Nova Iorque
15 de março de 2014
Addie conduz Henry rua abaixo, dobrando uma esquina para uma porta de aço não identificada, cheia de cartazes antigos. Um homem demora-se perto dela, a fumar cigarros atrás de cigarros e a ver fotografias no telemóvel.
— Júpiter — diz ela, de súbito, e o homem endireita-se e abre a porta, expondo uma plataforma estreita e um lanço de escadas que desce até um ponto longe da vista.

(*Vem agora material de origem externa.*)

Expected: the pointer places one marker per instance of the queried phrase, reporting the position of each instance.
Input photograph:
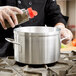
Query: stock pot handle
(12, 41)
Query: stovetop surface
(66, 66)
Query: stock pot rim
(37, 30)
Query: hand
(9, 13)
(65, 33)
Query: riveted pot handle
(12, 41)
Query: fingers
(2, 22)
(16, 10)
(8, 18)
(13, 17)
(66, 33)
(9, 13)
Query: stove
(66, 66)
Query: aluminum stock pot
(36, 45)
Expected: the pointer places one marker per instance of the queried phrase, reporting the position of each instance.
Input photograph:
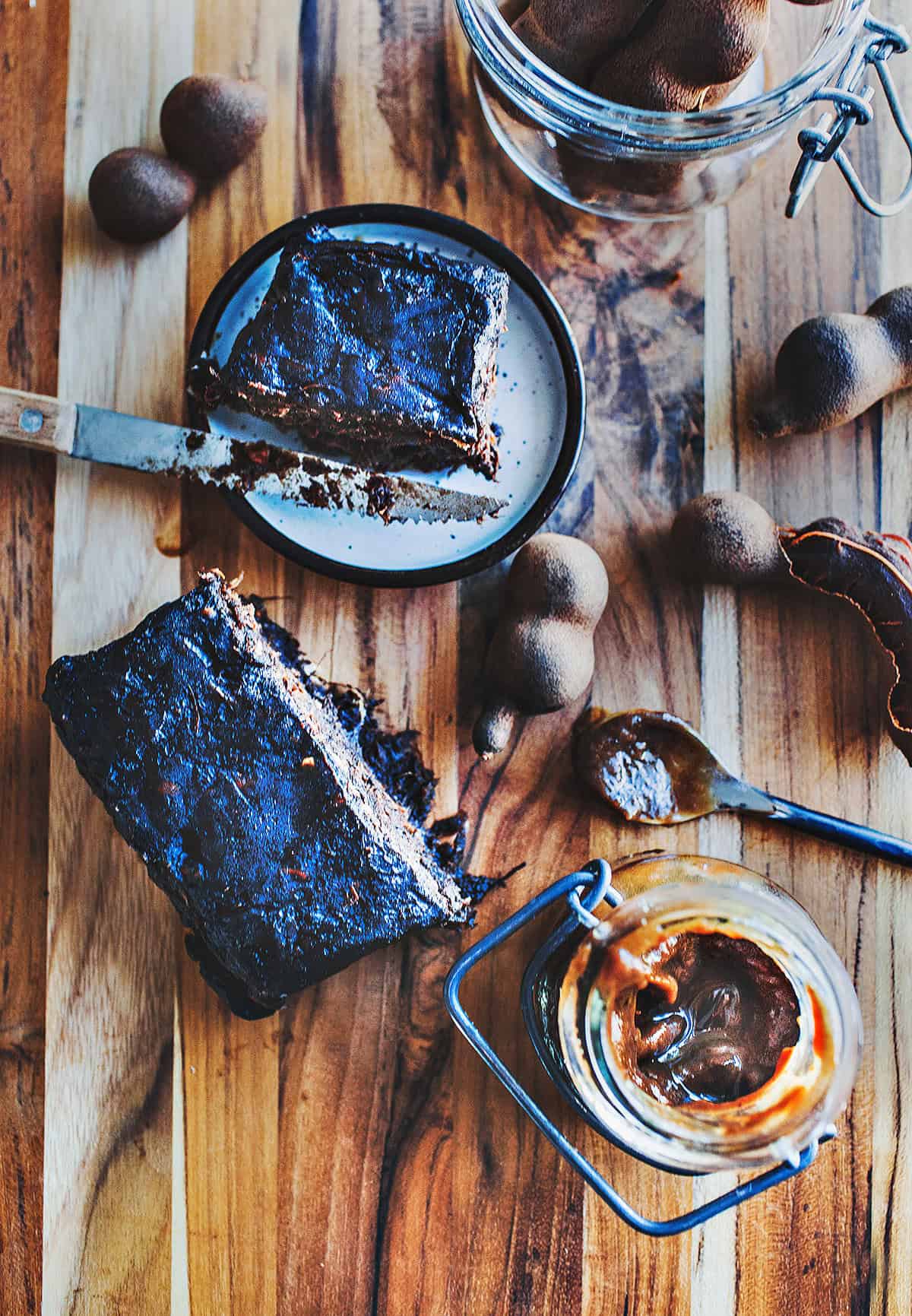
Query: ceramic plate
(539, 404)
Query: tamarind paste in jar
(701, 1016)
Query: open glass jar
(573, 997)
(717, 903)
(631, 163)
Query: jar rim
(568, 107)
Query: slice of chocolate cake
(284, 826)
(381, 353)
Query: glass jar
(632, 163)
(809, 1089)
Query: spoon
(656, 769)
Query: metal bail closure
(852, 99)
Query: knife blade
(98, 435)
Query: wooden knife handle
(36, 421)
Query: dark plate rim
(432, 221)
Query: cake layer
(280, 820)
(381, 353)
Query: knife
(241, 466)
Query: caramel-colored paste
(701, 1016)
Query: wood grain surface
(352, 1157)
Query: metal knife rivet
(30, 420)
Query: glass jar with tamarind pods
(705, 1023)
(563, 102)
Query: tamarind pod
(831, 369)
(877, 578)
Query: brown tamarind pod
(833, 367)
(730, 538)
(541, 655)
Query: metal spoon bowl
(656, 769)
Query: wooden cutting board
(352, 1156)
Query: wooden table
(352, 1156)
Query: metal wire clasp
(852, 97)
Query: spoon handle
(843, 833)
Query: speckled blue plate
(540, 407)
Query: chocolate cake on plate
(287, 828)
(381, 353)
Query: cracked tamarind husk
(833, 367)
(732, 538)
(541, 655)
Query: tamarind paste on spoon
(648, 765)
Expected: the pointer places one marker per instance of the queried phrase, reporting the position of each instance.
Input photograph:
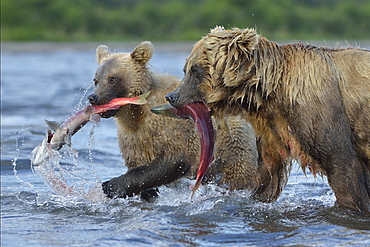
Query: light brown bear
(307, 103)
(156, 149)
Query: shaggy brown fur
(307, 103)
(157, 149)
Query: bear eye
(95, 81)
(195, 72)
(112, 79)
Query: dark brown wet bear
(307, 103)
(156, 149)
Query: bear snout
(93, 99)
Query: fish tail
(195, 188)
(141, 100)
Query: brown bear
(156, 149)
(307, 103)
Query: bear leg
(160, 171)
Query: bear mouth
(109, 114)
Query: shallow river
(51, 81)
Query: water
(51, 81)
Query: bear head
(218, 65)
(121, 75)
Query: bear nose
(93, 98)
(172, 98)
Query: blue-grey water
(51, 81)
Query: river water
(51, 81)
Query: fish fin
(53, 125)
(68, 140)
(95, 118)
(141, 100)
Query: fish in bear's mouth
(201, 116)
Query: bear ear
(102, 53)
(241, 39)
(245, 39)
(143, 52)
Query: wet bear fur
(157, 149)
(305, 103)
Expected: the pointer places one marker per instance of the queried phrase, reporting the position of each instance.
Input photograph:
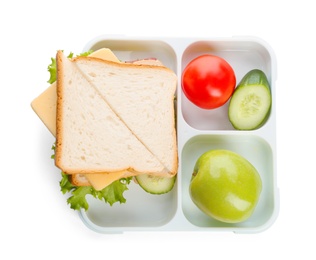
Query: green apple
(225, 186)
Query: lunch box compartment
(253, 148)
(141, 209)
(131, 50)
(243, 56)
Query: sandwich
(114, 121)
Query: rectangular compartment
(198, 130)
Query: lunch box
(198, 130)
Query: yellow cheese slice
(45, 107)
(45, 104)
(100, 180)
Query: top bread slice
(91, 136)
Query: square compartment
(257, 151)
(243, 56)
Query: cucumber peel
(250, 104)
(155, 184)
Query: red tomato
(208, 81)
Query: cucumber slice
(250, 103)
(154, 184)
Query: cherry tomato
(208, 81)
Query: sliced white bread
(90, 137)
(142, 96)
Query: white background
(35, 220)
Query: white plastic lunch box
(198, 130)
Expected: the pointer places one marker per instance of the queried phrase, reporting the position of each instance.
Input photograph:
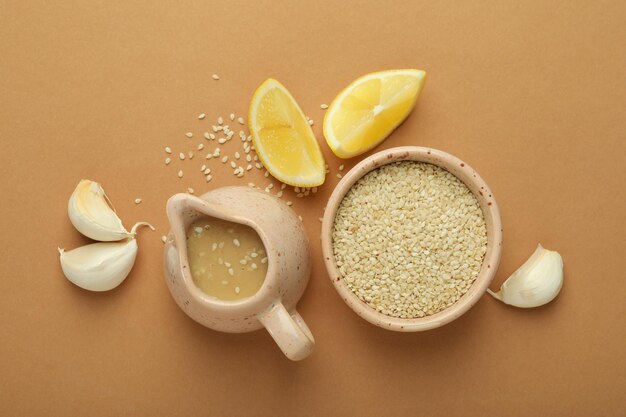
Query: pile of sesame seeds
(409, 239)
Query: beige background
(532, 94)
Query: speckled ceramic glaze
(490, 212)
(287, 247)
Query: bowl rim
(491, 214)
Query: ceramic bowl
(477, 186)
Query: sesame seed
(420, 255)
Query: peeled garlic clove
(99, 266)
(91, 213)
(537, 282)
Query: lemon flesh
(369, 109)
(283, 138)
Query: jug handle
(289, 331)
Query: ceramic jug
(273, 306)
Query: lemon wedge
(283, 138)
(369, 109)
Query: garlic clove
(537, 282)
(92, 214)
(99, 266)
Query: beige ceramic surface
(289, 266)
(491, 214)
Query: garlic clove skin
(92, 214)
(99, 266)
(537, 282)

— Bem-vindos ao Fourth Rail.
Henry dirige-lhe um olhar perplexo, mas Addie pega-lhe na mão e puxa-o lá para dentro. Vira-se, olhando para trás quando a porta se fecha.
— Não há quatro carris no metro — diz ele, e Addie brinda-o com um sorriso.
— Precisamente.
É disso que gosta numa cidade como Nova Iorque. Está cheia de divisões escondidas, de portas infinitas conduzindo a salas infinitas. E, se se tiver tempo, é possível encontrar muitas delas. Descobriu algumas por acaso, outras durante uma ou outra aventura. Mantém-nas guardadas, como folhas de papel entre as páginas do seu livro.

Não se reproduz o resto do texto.